Organic customer growth drives long-term profitability.
So, why isn’t customer profitability as important to you as quarterly sales goals? This is where the customer commitment falls apart, because what’s actively asked for, measured and rewarded doesn’t always line up with what’s good for customers. The easily understood and well-defined quarterly sales goals win out and stay top-of-mind.
For example: a B2B company was counting the number of customer accounts but not the flow or the quality.
The sales team was led by an ex-fighter pilot who fired up the sales force to get as many customers as they could, as fast as they could. But they weren’t keeping track of the difference in the value of business each new customer would bring. To them, one unit was one unit, so customers had become widgets. Each customer carried the same weight on the tote board used to measure success. The sales team exceeded their goal for new customer accounts that year, but sales became a drag on profits, which actually declined. This is because they didn’t focus on the profitability of customer accounts, just the number of them. And no one actively identified, prioritized and eliminated issues driving profitable customers out the door.
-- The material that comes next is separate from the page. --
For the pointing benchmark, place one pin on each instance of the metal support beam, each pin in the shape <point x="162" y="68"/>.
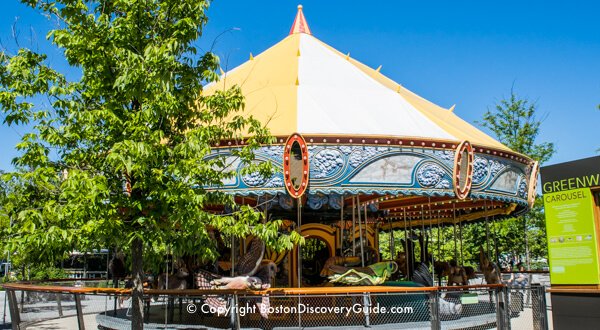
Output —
<point x="80" y="322"/>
Ask about the volume and value of your incoming customers as often as you ask about sales goals.
You may find that you are tracking incoming customers across a multitude of company areas – with conflicting definitions of what it means to be a new customer.
The part that’s not likely tracked is the quality of incoming customers. This is especially important as the market becomes more saturated and new, profitable customers are harder to come by.
Have you achieved alignment in how customers are classified inside your system?
Have you actively identified, prioritized and eliminated issues driving profitable customers out the door.